Alternatively, many systems generate expected access tokens or keys (like youtube, facebook or twitter) using some kind of api account system. In such cases, your client must store it in some way on the client.
Then it’s just a matter of adding checks for sessions into your REST framework and throwing exceptions. If possible, the status code (be quiet) will be error 401.
Your js + html application (client) running in the browser CAN be set up to exclude unauthorized direct calls to the API as follows:
Step one: Set up an API to request authentication. The client must first authenticate itself via a server (or some other security server) eg asking a human user to provide the correct password.
Prior to authentication, calls to the API are not accepted.
During authentication, a “token” is returned.

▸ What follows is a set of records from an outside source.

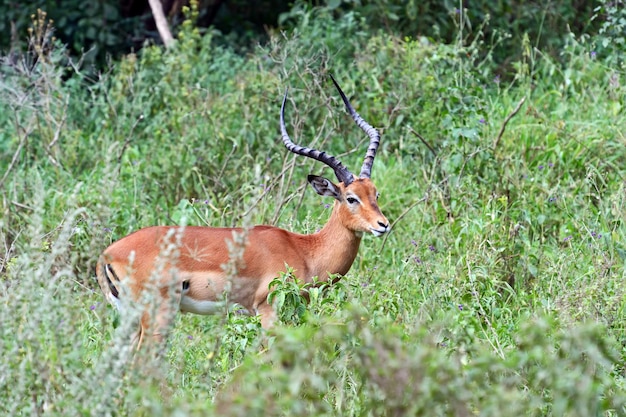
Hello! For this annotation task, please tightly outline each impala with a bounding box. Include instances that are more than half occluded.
[96,76,389,349]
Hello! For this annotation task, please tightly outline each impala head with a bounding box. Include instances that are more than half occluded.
[280,75,389,236]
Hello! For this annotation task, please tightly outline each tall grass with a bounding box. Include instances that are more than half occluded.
[0,4,626,416]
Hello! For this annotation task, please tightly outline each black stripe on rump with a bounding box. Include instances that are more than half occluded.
[102,264,120,298]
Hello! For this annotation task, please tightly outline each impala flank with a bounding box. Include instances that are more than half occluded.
[96,77,389,349]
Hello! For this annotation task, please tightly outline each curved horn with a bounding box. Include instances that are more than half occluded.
[280,89,354,186]
[330,75,380,178]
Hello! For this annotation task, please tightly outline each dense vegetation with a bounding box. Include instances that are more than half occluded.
[0,2,626,416]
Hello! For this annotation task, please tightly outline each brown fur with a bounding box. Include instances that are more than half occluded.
[96,177,389,347]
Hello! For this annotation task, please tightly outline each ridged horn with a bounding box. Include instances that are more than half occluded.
[280,89,354,186]
[330,75,380,178]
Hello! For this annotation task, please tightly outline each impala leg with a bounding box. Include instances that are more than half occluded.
[131,286,182,350]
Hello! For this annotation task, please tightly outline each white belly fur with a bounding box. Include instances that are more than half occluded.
[180,295,225,315]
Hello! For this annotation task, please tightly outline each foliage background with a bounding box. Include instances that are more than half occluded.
[0,1,626,416]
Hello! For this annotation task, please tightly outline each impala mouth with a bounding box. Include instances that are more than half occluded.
[370,226,389,237]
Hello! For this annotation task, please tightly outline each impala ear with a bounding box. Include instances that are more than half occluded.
[307,175,341,200]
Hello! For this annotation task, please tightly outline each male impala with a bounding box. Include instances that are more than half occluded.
[96,76,389,349]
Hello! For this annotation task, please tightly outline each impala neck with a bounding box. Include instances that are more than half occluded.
[309,201,362,279]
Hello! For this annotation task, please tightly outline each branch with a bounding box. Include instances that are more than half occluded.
[148,0,174,48]
[493,97,526,151]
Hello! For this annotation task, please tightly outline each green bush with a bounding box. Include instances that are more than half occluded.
[0,4,626,416]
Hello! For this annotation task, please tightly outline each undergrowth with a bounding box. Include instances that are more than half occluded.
[0,4,626,416]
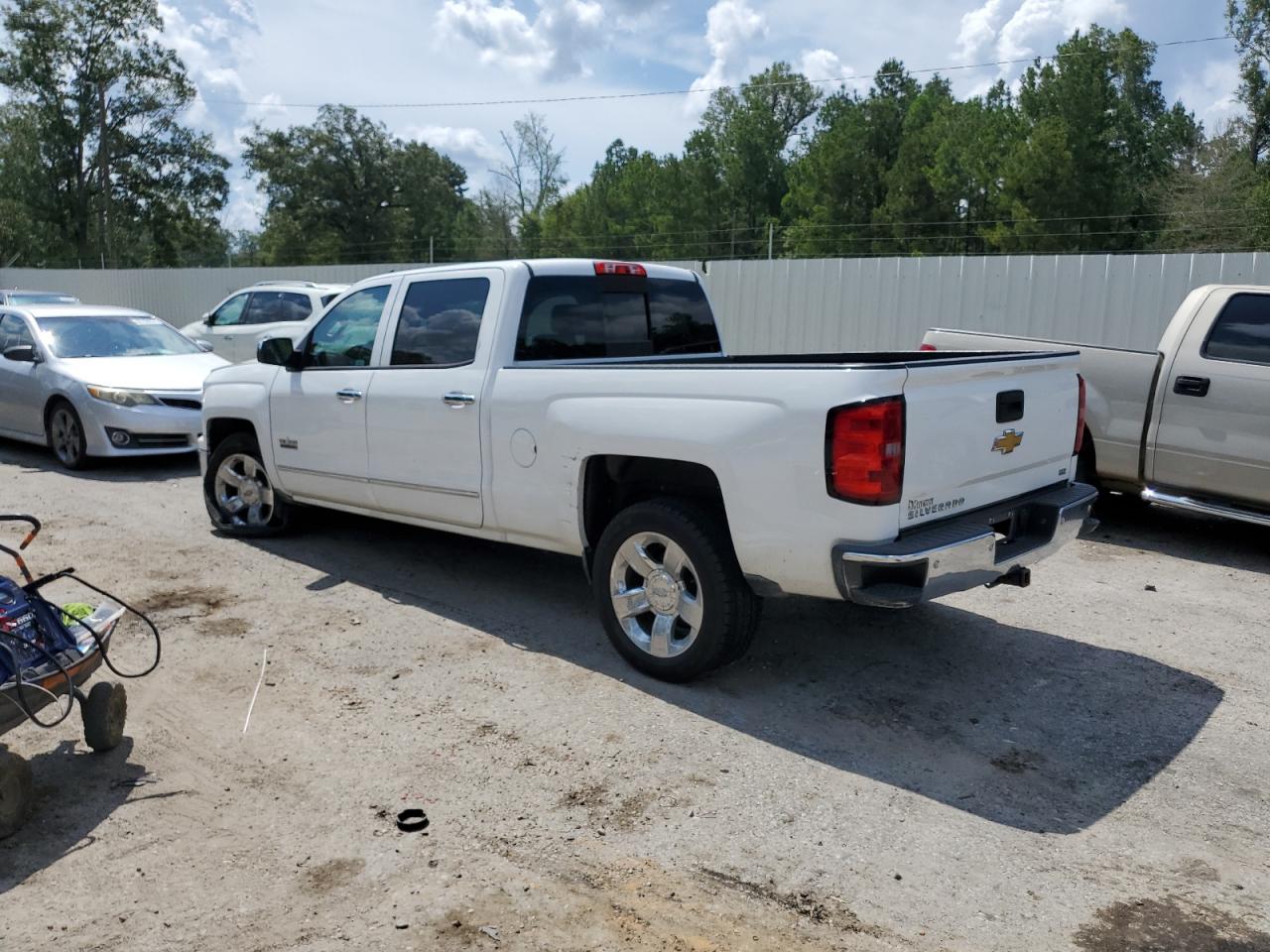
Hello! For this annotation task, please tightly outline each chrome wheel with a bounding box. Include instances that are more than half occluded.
[214,453,273,528]
[49,405,83,468]
[608,532,703,657]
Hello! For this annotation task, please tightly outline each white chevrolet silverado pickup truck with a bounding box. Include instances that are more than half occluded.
[922,285,1270,526]
[200,260,1096,680]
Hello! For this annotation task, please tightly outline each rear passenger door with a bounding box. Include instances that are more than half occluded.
[1151,291,1270,507]
[366,269,503,526]
[239,291,313,361]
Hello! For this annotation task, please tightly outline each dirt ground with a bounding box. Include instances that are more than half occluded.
[0,441,1270,952]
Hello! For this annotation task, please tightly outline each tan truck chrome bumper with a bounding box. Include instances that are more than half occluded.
[833,482,1097,608]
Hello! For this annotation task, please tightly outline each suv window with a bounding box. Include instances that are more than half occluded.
[0,313,36,353]
[208,294,250,327]
[516,276,721,361]
[391,278,489,367]
[305,285,389,367]
[1202,295,1270,364]
[242,291,314,323]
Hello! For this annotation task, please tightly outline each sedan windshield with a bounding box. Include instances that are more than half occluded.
[36,314,202,358]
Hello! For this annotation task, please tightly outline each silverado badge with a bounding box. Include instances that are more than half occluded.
[992,430,1024,456]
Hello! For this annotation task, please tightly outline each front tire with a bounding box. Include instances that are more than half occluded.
[591,499,762,681]
[45,400,89,470]
[80,680,128,754]
[0,750,33,839]
[203,432,291,538]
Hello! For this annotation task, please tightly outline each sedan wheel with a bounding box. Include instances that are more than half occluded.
[49,403,86,470]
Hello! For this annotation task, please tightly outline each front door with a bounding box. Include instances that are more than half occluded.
[269,282,393,507]
[366,268,503,526]
[241,291,313,361]
[196,292,254,363]
[1151,291,1270,507]
[0,313,45,436]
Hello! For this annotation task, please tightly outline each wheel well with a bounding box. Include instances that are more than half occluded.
[42,394,75,430]
[204,416,260,454]
[581,454,724,549]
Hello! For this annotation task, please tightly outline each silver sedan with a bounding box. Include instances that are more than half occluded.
[0,303,228,470]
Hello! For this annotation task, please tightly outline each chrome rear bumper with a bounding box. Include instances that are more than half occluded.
[833,482,1097,608]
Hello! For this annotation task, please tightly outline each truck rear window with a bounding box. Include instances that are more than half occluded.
[516,274,721,361]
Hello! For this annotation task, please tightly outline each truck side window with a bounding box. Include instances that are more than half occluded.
[391,278,489,367]
[242,291,313,323]
[516,276,721,361]
[1202,295,1270,364]
[305,285,389,367]
[208,295,250,327]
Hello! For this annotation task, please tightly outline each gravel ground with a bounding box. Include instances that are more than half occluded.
[0,441,1270,952]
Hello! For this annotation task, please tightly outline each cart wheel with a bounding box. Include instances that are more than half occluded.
[0,750,32,839]
[80,680,128,754]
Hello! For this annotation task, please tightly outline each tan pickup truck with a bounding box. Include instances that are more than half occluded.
[922,285,1270,526]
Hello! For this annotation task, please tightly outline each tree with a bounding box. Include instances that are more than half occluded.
[689,62,821,254]
[1225,0,1270,168]
[0,0,228,264]
[992,27,1201,251]
[493,113,568,246]
[242,105,467,264]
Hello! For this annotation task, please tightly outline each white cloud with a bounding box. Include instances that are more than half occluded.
[684,0,767,114]
[957,0,1128,66]
[436,0,604,80]
[1178,58,1243,135]
[404,126,502,182]
[798,50,856,89]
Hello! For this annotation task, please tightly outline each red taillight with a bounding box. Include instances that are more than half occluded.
[1072,373,1084,456]
[826,396,904,505]
[595,262,648,278]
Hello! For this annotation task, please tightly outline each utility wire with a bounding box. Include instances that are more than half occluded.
[198,33,1234,109]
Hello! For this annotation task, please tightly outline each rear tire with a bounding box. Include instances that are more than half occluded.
[0,750,35,839]
[591,499,762,681]
[80,680,128,754]
[203,432,292,538]
[45,400,89,470]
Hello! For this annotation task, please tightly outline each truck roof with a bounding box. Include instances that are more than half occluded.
[383,258,698,283]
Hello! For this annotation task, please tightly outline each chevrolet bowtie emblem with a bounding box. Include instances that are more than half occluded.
[992,430,1024,456]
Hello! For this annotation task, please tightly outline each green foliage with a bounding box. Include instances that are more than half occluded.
[242,105,467,264]
[0,0,228,266]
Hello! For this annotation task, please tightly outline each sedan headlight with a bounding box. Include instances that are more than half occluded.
[87,386,159,407]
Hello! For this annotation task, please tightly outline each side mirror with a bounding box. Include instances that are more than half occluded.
[4,344,40,363]
[255,337,303,371]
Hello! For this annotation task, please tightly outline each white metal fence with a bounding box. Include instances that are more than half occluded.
[706,254,1270,354]
[0,254,1270,354]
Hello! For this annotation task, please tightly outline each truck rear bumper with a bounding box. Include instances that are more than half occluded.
[833,482,1097,608]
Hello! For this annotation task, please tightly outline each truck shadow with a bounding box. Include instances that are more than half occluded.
[1089,496,1270,572]
[247,513,1223,833]
[0,436,198,482]
[0,736,146,894]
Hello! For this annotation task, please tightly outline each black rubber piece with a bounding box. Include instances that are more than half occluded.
[80,680,128,754]
[0,750,35,839]
[203,432,294,538]
[398,807,430,833]
[591,498,762,681]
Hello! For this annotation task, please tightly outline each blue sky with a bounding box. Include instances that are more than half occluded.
[146,0,1237,227]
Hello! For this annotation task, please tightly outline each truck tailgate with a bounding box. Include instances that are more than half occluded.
[899,352,1080,530]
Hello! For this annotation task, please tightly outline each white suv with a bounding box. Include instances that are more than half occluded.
[181,281,348,363]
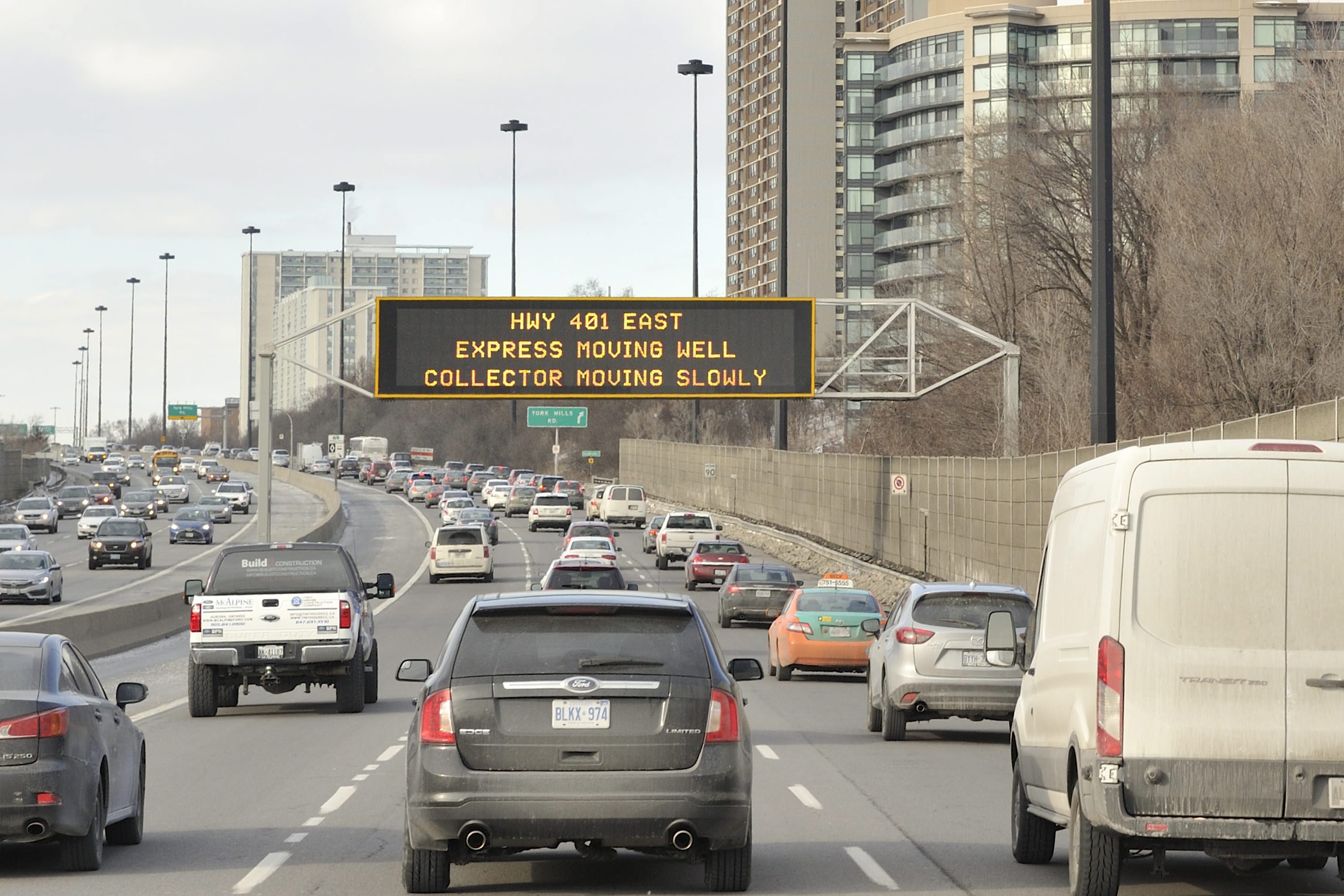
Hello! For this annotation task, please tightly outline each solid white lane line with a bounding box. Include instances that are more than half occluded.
[317,784,355,815]
[130,697,187,721]
[789,784,821,809]
[234,853,289,893]
[844,846,900,889]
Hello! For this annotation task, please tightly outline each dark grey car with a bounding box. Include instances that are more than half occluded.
[396,591,761,893]
[0,631,148,870]
[719,563,802,629]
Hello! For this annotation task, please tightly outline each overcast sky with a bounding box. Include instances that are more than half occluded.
[0,0,724,441]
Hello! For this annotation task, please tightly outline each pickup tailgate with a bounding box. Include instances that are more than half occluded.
[192,592,351,643]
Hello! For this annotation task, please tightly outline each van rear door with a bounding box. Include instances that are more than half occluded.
[1284,461,1344,819]
[1118,459,1285,818]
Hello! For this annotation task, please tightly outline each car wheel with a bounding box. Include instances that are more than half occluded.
[364,638,378,705]
[60,782,108,870]
[336,657,364,712]
[187,658,219,719]
[1009,763,1054,868]
[108,750,145,846]
[704,831,751,893]
[1068,784,1124,896]
[402,830,453,893]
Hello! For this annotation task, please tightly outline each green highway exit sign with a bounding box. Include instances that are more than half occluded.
[527,407,587,429]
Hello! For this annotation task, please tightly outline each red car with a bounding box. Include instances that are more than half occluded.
[685,541,750,591]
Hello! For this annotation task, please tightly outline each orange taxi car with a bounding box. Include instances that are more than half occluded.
[767,573,886,681]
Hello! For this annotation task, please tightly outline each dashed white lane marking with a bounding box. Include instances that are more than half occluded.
[317,784,355,815]
[234,853,289,893]
[844,846,900,889]
[789,784,821,809]
[130,697,187,721]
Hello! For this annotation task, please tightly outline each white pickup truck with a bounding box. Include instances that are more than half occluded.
[183,543,396,717]
[655,510,723,569]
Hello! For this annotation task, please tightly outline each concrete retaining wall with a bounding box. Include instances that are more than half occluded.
[621,399,1344,594]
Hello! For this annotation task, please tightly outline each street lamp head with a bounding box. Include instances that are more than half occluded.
[676,59,714,75]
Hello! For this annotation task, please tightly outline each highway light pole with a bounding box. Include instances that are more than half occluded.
[332,180,355,446]
[93,305,108,438]
[500,118,527,431]
[243,224,261,448]
[126,277,140,445]
[159,253,176,445]
[676,59,714,442]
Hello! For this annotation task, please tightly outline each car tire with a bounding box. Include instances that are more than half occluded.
[187,658,219,719]
[1068,784,1124,896]
[60,782,108,870]
[402,830,453,893]
[1008,762,1056,865]
[882,690,906,740]
[336,657,364,712]
[704,831,751,893]
[108,748,145,846]
[364,638,378,706]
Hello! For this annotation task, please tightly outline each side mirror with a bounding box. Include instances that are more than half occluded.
[396,659,434,681]
[985,610,1017,669]
[728,657,765,681]
[117,681,149,709]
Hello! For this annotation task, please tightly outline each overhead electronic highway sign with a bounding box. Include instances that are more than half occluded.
[374,297,816,399]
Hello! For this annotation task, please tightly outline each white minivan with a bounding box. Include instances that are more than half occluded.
[985,439,1344,896]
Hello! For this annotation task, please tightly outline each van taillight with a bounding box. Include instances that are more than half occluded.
[421,688,457,744]
[704,688,742,744]
[1097,635,1125,758]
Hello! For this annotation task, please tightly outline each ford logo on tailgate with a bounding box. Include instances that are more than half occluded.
[564,676,599,693]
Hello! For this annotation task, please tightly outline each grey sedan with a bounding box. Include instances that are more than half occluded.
[0,551,65,603]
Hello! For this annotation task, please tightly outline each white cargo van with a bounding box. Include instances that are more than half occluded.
[985,439,1344,896]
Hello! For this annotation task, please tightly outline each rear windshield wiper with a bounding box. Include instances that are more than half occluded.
[579,657,664,669]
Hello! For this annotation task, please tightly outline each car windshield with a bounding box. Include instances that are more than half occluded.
[0,551,47,572]
[206,549,356,594]
[453,607,710,678]
[910,591,1031,629]
[98,520,140,538]
[797,588,882,612]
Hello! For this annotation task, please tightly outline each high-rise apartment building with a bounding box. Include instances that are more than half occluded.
[239,234,489,437]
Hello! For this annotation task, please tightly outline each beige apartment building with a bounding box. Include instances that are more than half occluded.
[239,234,489,438]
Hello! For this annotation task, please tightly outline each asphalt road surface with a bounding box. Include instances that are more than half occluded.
[0,483,1344,896]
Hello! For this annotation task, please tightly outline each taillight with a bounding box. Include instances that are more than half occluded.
[1097,635,1125,758]
[704,688,742,744]
[0,706,70,740]
[421,688,457,744]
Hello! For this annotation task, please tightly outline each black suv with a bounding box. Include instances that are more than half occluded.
[89,516,155,569]
[396,591,761,893]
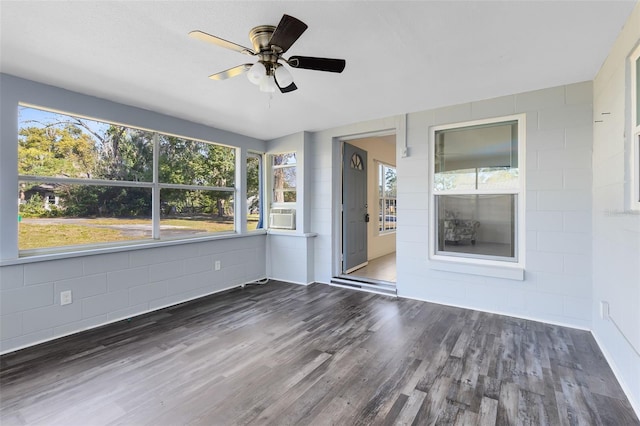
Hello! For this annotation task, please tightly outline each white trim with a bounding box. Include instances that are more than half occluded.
[427,113,527,270]
[0,277,266,355]
[429,255,524,281]
[628,44,640,210]
[0,229,267,266]
[16,103,239,264]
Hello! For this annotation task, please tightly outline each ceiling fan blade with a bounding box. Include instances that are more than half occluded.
[287,56,347,72]
[269,15,307,53]
[189,30,256,56]
[209,64,253,80]
[276,81,298,93]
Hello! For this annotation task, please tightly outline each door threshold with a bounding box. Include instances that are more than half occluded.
[329,275,398,297]
[334,274,396,288]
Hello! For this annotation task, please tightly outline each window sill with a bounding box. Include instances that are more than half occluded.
[429,256,524,281]
[267,229,318,238]
[0,229,267,266]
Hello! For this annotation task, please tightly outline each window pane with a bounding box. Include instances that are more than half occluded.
[18,107,153,182]
[272,152,296,166]
[273,167,296,203]
[160,189,235,238]
[159,135,235,187]
[436,194,516,259]
[434,121,519,191]
[247,156,263,231]
[18,182,151,250]
[384,166,397,198]
[382,199,396,231]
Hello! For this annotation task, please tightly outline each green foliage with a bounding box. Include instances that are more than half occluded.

After authentication, only API calls with “token” authentication will be accepted.
Of course at this stage only authorized users with the password can access the API, although if they are programmers debugging the app they can access it directly for testing purposes.
Second step: Now set up the additional security API, which will be called in no time after the js+html client application is initially requested from the server. This “callback” will notify the server that the client downloaded successfully. Limit your REST API calls to work only if the client was requested recently and was successful.
Now to use your API they have to download the client first and actually run it in the browser. Only after successfully receiving the callback, and then the user entry in a short time, the API will receive the call.
So you don’t have to worry that this might be an unauthorized user without credentials.
(The title of the question, ‘How do I secure a REST API call’, and from most of what you’ve said, that’s your primary concern, and not a literal question of HOW your API is called, but BY WHOM, correct?)